Business

Can Jacinda Ardern Save New Zealand’s Free Trade Deal With the EU?

New Zealand’s Prime Minster Jacinda Ardern has branded each of her four foreign trips so far this year as “trade missions” – and the labelling will certainly ring true on her visit to Brussels this week. Ardern will need to deploy every aspect of her star power if she is to have any hope of rescuing New Zealand’s faltering free trade negotiations with the European Union (EU).

On Thursday, Ardern will hold direct talks with Ursula von der Leyen, the president of the European Commission. The former German defense minister has become a familiar face on New Zealand television screens over the past few months, thanks to her repeated announcements on the EU’s support for Ukraine.

Unfortunately for Ardern, however, von der Leyen is more of a figurehead who can only serve as a go-between in the negotiations with the EU’s 27 member states. And when it comes to New Zealand’s key agricultural exports, the prospects for a favorable deal are bleak.

Malcolm Bailey, the chairman of the Dairy Companies Association of New Zealand, says the EU is “doubling-down on keeping its market almost entirely shut to New Zealand dairy exporters.”

Weekly Newsletter

N

Across the Asia-Pacific

Web Search Engine

Get the Newsletter

The EU’s initial market offer to New Zealand, leaked in 2020, included an export quota of just 1,500 tonnes of cheese annually – and just 600 tonnes of butter. The final agreement will no doubt bring some improvement on this low-ball offer, but probably not much.

Enjoying this article? Click here to subscribe for full access. Just $5 a month.

Ardern might have hoped that the major foreign policy shifts taken by New Zealand since Russia’s invasion of Ukraine in February would have had some impact on the EU’s approach to trade deals with Western partners outside the bloc. After all, the talk at every post-Ukraine meeting of Western leaders is now of solidarity and unity. And New Zealand has undoubtedly made major, EU-friendly shifts to its foreign policy since February.

Ardern performed an historic U-turn on the principle of autonomous sanctions by passing the Russia Sanctions Act in March, before making equally symbolic defensive and lethal aid commitments to Ukraine – and even deploying a small number of New Zealand troops to Europe.
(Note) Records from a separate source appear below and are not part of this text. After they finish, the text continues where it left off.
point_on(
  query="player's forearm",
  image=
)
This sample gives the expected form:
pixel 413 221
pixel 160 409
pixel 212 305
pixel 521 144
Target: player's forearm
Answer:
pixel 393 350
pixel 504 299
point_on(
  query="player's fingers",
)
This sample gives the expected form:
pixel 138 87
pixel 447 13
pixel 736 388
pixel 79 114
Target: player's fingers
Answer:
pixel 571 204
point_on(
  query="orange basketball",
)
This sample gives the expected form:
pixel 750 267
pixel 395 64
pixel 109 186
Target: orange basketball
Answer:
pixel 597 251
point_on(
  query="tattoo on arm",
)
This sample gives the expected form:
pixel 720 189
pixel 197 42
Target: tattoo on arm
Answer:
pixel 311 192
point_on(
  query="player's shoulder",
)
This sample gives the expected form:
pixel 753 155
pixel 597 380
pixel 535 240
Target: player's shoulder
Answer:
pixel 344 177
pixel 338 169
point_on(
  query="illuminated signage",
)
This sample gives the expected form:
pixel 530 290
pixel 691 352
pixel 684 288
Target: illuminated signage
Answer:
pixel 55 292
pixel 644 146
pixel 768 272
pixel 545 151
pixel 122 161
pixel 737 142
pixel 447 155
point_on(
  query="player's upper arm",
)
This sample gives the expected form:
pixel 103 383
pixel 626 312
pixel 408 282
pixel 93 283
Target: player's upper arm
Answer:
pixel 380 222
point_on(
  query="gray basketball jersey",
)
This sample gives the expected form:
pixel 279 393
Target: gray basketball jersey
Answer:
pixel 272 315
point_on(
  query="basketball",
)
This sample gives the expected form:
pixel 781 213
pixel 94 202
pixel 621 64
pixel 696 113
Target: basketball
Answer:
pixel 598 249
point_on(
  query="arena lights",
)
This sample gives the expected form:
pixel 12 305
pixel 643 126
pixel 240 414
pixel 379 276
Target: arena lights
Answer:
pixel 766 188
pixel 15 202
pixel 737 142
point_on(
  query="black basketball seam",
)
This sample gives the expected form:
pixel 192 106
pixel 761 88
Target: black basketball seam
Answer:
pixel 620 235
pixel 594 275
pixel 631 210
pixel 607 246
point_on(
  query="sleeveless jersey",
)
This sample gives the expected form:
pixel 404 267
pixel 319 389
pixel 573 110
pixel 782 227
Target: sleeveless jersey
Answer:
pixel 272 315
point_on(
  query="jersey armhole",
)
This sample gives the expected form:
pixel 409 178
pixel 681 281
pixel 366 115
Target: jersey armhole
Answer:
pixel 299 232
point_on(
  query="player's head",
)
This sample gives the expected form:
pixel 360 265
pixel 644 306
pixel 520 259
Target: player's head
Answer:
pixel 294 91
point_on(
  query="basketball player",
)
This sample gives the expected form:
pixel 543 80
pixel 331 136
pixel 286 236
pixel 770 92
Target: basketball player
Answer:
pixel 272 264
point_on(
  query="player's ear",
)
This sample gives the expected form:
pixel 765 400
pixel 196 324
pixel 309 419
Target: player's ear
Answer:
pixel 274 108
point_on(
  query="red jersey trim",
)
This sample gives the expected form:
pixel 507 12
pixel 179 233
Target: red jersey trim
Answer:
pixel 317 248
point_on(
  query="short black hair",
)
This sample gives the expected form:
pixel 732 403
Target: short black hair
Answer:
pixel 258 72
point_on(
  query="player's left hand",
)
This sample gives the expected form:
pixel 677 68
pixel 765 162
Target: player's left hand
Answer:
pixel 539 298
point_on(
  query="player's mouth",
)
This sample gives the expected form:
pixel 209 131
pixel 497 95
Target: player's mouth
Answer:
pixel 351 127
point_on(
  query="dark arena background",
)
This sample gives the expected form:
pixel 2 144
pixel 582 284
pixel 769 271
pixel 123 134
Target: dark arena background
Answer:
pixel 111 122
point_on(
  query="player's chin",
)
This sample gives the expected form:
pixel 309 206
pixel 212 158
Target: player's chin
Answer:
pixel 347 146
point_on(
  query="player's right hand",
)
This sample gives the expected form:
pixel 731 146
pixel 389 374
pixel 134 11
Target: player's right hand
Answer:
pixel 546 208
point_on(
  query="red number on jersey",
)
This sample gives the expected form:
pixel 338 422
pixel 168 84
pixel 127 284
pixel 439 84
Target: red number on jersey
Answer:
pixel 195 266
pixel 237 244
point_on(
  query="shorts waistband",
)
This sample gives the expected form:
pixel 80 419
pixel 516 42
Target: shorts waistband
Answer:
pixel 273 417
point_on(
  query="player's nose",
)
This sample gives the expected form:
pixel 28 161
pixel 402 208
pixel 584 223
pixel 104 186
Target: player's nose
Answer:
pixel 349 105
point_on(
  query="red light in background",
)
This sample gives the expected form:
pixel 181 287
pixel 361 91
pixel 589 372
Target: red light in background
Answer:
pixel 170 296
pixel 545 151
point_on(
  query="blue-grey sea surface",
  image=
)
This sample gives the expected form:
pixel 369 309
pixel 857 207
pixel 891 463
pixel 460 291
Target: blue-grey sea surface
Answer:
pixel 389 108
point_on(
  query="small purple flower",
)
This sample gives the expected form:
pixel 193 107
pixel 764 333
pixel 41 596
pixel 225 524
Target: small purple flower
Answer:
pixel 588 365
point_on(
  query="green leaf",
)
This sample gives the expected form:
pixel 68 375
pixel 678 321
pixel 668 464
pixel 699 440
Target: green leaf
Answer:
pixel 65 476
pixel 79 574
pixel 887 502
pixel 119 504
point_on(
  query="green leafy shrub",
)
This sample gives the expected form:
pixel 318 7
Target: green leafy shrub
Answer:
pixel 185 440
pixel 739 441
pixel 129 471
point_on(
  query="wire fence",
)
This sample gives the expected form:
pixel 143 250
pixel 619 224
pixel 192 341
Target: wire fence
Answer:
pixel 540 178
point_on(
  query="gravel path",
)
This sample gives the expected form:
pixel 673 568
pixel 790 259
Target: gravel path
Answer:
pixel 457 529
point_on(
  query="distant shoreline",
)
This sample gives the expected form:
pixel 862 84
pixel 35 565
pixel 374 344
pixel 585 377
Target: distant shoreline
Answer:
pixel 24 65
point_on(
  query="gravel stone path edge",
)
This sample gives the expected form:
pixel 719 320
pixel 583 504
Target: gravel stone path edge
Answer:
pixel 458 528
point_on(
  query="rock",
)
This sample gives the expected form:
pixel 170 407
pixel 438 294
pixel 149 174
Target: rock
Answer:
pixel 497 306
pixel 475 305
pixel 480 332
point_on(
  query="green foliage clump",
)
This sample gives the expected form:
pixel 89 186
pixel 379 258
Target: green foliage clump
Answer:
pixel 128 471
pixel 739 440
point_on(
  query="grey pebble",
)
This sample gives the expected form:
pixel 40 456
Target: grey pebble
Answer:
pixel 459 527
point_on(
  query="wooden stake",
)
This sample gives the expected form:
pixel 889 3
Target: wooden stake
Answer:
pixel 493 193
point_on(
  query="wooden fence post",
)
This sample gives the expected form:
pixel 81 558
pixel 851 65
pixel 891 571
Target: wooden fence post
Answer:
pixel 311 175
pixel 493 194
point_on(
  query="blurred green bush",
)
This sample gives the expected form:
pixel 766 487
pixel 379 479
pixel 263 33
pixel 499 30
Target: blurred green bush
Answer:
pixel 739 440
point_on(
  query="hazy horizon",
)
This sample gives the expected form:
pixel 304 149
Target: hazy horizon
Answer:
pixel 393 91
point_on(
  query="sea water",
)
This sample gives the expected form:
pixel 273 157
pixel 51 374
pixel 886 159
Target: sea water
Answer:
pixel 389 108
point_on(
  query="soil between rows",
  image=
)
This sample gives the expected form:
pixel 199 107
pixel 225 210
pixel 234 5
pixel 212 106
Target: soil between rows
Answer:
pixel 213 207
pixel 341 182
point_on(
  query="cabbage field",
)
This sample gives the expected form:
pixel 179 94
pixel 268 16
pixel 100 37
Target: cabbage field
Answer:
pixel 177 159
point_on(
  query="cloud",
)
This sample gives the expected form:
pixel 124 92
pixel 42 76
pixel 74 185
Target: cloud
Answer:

Of course, there was never any formal indication or even a suggestion that New Zealand’s support for Ukraine was part of any quid pro quo. New Zealanders were as shocked as anyone by the brutality of Russian President Vladimir Putin’s invasion and calls for Wellington to do more to help Kyiv came just as much from domestic sources as from international ones.

Nevertheless, the idea that New Zealand’s alignment with the EU’s position on Ukraine could have an impact on the free trade agreement (FTA) has always lingered below the surface.

In March, the EU’s ambassador to New Zealand, Nina Obermaier, told a Parliamentary select committee: “I am certain that the current situation is very much on everybody’s minds and that definitely will have an impact on how quickly we can conclude.”

More recently, Obermaier – who is travelling to Brussels with Ardern – said the EU-NZ free trade deal would be an “important signal,” remarking that “the appetite to conclude trade agreements in a context where the global rules-based order is under threat has only become stronger.”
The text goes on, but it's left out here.